En me dirigeant tranquillement vers la maison de mon hôte, je vois sur le chemin un autre voyageur à vélo, je m'approche, on se parle un peu, c'est un marseillais de 35 ans répondant au prénom de François. Il est au début d'un tour du monde de 5 ans ! Et le hasard fait qu'il dors chez le même hôte ce soir. Nous l'attendons donc ensemble, et au cours de la discussion découvrons que nous visons tous les deux Bakou pour prendre le ferry vers le Kazakhstan. Seul petit problème, il prends beaucoup plus son temps que moi. Nous allons tout de même faire de la route ensemble et voir comment ça se passe, si on peut s'adapter l'un à l'autre.
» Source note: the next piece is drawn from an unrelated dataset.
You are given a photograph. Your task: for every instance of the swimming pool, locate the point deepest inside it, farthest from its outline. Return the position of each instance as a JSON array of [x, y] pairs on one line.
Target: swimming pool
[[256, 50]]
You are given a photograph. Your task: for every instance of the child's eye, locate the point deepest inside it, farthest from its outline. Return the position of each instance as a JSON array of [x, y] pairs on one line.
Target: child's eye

Après avoir accepté un sac rempli de gâteaux de la part d'un passant qui promenait son chien (ça ne nous étonne plus), la maman de Farzaneh nous a ouvert la porte. Nous découvrons avec surprise que notre hôte est en fait une fille.
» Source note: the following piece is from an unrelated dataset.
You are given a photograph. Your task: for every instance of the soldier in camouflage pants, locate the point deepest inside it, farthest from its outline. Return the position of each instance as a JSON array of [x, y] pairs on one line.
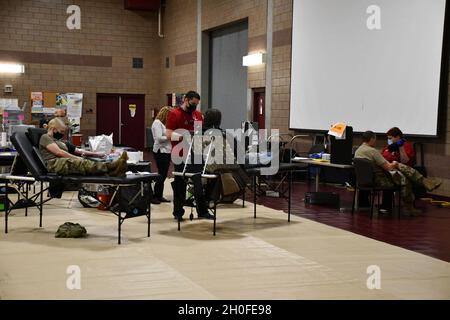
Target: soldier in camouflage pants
[[405, 176], [392, 174], [58, 160], [77, 166]]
Après une grosse journée au soleil, je ne me sentais pas au meilleur de ma forme pour repartir sur la route dès le lendemain. Nous avons donc décidé de rester une nuit de plus chez elle pour nous reposer aujourd'hui entre de bonnes mains.
Samedi 19 mai :
Aujourd'hui fut typiquement une journée repos comme on les aime tant. Juste besoin de se reposer entre les mains bienveillantes de nos hôtes, manger ce qu'on nous donne à manger, s'asseoir sur le canapé en attendant le thé et les nombreuses sucreries et douceurs en tout genre, se laisser emmener en voiture dans des endroits splendide, apprécier le moment, leur montrer, sourire, échanger, être soi même, ne pas aider (ils ne nous laissent pas faire) et attendre qu'ils voient par eux même ce dont on a besoin avant même que l'on ne s'en aperçoive nous même. C'est devenu une agréable habitude dans ces contrées lointaines. On n'est même plus mal à l'aise quand tout le monde s'agite autour de nous pour satisfaire nos besoins et que notre seule obligation en retour est d'être détendu et d'apprécier le moment.
Plus concrètement, après un excellent déjeuner, après avoir dévoré des gâteaux et englouti des litres de thé, puis fait une bonne sieste bien méritée après tous ces efforts, ils nous ont conduit dans la forêt au début de la montagne, un endroit magnifique et apaisant.
Ce qui est unique dans cette zone géographique c'est que l'on est pris en sandwich entre des hautes montagnes enneigées et la mer Caspienne. Pour illustrer ça plus explicitement, de la salle à manger de chez nos amis, si l'on regarde à la fenêtre arrière on distingue largement les sommets enneigés, et sans bouger de sa chaise, juste en se retournant, on voit par la fenêtre opposée la mer Caspienne. Je crois que je n'avais jamais vu ça dans une maison.
Nous avons eu l'honneur de boire de la vodka avec le maître de maison, et avons même trinqué en plein pendant le chant de l'appel à la prière du muezzin, ce qui a eu le chic de faire bien rire nos hôtes. Demain nous ferons la route ensemble avec François, je pense que nous allons bivouaquer sur la route, ou pas. Surprise.